絵コンテも大事だけど、図書館サービスも大事だよ!〜『ハロルドとリリアン ハリウッド・ラブストーリー』

 『ハロルドとリリアン ハリウッド・ラブストーリー』を見てきた。長きにわたってハリウッド映画を支えてきた絵コンテ作家のハロルドと映画リサーチャー(レファレンスライブラリアン)のリリアンのマイケルソン夫妻の生涯を追ったドキュメンタリー映画である。亡きハロルドの親しい友人だったダニー・デヴィートが製作している。地味な話なのだが、いろいろな映画界の仕事の裏話にマイケルソン夫妻の愛情あふれる生活をからめた、気持ちのいい作品になっている。

 ハロルドは極めて優秀な絵コンテ作家で、『卒業』でロビンソン夫人の足の間からベンが映る有名な場面もハロルドが考えた絵コンテをもとに撮影されたらしい。この映画を見ると絵コンテが撮影上どれくらい重要かがよくわかる。
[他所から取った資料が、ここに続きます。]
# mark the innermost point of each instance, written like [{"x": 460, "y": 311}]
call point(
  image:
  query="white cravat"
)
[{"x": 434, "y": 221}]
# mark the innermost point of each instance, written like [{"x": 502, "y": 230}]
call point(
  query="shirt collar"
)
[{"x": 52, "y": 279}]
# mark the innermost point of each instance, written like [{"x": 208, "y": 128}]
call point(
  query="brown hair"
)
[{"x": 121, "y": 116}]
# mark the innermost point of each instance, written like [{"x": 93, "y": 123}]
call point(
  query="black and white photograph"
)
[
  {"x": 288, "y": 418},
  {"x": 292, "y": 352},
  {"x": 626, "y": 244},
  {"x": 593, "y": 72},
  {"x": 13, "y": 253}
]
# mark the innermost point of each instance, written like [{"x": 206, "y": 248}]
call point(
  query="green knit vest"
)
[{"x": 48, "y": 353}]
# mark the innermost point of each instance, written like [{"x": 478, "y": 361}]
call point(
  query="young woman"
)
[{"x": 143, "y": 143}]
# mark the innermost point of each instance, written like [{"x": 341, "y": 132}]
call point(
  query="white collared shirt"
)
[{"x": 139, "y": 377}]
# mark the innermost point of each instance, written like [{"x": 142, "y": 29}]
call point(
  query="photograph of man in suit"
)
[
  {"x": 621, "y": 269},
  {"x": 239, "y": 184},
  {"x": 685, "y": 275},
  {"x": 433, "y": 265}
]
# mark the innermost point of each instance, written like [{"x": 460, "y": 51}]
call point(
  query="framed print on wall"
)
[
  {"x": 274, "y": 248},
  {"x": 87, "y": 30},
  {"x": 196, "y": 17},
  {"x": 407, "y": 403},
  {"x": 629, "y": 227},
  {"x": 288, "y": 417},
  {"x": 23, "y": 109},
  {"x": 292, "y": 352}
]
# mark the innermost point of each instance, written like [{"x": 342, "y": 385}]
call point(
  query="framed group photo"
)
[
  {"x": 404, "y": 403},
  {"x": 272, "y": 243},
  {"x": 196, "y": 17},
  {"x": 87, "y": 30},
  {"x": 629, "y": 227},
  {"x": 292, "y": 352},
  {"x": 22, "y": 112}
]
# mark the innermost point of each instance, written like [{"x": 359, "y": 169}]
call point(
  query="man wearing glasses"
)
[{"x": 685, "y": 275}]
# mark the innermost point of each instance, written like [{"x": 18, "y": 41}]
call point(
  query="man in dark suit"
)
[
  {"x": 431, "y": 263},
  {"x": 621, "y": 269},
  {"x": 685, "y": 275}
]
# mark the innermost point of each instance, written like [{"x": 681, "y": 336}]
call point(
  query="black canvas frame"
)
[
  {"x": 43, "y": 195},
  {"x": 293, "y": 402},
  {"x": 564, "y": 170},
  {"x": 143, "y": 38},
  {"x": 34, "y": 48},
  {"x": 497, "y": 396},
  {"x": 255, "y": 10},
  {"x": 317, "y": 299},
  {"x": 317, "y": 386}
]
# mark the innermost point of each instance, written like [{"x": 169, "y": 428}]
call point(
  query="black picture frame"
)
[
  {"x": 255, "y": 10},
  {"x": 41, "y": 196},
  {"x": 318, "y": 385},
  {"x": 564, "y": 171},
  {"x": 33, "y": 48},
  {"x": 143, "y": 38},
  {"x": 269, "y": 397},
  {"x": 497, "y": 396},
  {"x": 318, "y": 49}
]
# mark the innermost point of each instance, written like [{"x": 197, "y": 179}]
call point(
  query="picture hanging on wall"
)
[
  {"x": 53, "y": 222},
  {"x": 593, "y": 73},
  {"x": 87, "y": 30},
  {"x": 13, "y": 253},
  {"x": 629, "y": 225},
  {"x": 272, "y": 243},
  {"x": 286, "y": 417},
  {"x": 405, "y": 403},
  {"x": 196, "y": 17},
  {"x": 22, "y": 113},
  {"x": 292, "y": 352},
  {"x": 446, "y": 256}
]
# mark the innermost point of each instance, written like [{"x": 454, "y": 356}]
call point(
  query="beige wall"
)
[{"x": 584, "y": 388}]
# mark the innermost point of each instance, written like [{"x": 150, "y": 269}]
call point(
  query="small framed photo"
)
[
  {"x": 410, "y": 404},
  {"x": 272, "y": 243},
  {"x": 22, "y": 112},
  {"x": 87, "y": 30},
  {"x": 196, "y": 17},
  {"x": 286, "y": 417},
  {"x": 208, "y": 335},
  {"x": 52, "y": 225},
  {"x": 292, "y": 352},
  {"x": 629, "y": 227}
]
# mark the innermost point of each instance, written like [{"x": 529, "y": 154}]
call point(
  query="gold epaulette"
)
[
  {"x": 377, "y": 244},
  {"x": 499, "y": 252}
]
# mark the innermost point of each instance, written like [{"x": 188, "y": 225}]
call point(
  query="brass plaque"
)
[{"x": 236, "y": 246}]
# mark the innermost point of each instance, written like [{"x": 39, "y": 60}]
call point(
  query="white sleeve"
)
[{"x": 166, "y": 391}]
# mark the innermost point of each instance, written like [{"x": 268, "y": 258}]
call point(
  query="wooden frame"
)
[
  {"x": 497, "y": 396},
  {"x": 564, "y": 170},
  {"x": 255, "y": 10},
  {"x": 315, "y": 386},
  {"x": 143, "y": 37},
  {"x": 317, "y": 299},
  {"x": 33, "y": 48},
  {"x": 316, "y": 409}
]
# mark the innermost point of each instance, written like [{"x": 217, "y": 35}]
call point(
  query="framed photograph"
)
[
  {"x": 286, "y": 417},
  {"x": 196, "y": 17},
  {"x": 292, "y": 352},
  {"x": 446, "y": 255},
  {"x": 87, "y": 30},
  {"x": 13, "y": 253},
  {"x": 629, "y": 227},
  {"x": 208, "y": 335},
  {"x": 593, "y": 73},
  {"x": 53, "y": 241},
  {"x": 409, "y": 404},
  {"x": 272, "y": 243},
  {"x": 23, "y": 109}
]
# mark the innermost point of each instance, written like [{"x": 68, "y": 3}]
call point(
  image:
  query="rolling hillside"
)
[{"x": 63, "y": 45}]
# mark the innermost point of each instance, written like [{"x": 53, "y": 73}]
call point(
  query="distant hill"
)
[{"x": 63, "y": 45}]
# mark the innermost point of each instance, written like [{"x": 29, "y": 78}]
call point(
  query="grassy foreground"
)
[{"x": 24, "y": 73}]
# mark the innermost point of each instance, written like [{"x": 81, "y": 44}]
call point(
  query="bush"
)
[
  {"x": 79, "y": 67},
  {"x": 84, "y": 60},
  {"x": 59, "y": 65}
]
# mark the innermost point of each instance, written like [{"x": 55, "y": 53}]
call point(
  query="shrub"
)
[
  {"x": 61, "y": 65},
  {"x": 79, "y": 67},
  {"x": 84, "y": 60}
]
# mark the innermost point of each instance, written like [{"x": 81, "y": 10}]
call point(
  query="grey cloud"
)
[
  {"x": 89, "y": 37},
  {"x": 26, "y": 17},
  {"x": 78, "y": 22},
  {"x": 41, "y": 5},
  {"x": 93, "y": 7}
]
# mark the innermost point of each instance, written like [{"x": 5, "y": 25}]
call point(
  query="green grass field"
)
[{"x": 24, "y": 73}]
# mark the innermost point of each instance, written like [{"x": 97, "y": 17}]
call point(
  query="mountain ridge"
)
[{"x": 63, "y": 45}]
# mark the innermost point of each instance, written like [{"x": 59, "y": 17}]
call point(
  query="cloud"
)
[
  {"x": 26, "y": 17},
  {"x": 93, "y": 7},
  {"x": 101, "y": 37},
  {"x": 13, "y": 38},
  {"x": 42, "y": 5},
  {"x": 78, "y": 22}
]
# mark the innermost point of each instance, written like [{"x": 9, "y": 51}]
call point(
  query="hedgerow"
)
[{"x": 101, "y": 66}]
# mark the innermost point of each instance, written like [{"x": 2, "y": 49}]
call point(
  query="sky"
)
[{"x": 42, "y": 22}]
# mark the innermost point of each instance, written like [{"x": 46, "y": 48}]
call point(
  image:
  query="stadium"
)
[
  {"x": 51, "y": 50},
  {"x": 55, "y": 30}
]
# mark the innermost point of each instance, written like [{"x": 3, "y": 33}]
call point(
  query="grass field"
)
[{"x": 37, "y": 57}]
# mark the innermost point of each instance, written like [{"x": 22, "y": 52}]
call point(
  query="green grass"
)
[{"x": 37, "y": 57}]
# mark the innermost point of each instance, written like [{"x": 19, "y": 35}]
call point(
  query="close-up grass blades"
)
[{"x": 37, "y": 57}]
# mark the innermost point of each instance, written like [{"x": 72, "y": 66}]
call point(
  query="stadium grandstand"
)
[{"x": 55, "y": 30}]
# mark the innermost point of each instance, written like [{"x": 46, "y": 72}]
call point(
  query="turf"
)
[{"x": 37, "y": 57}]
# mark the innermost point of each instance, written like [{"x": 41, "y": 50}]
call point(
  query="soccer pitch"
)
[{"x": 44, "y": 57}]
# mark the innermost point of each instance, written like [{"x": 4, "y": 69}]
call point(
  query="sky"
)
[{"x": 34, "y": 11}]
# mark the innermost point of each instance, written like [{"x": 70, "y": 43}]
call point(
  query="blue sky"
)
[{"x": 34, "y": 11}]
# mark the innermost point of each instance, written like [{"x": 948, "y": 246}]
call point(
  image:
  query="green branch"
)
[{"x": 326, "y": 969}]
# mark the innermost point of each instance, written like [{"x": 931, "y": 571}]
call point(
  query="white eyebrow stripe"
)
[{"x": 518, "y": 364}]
一方でリリアンは映画リサーチャーなのだが、たぶん映画図書館のレファレンスライブラリアンといったほうがわかりやすいと思う。あらゆる映画に関して考証や美術用の調査を行う仕事で、図書室を使った文献調査ばかりではなく、必要とあらば麻薬王にまで取材に行ったらしい。大変面白い仕事だし重要なのだが、ビジュアル的にインパクトのあるハロルドの絵コンテに比べると、リリアンのような地味な仕事はなかなか重要性を表現しにくいな…と思った。ただ、フランシス・フォード・コッポラやドリームワークスの経営陣がリリアンとその図書室を欲しがったという話は、わかってる人たちだなーという感じがした。考証がしっかりしていてこそ、映画のビジュアルにリアルさが生まれる。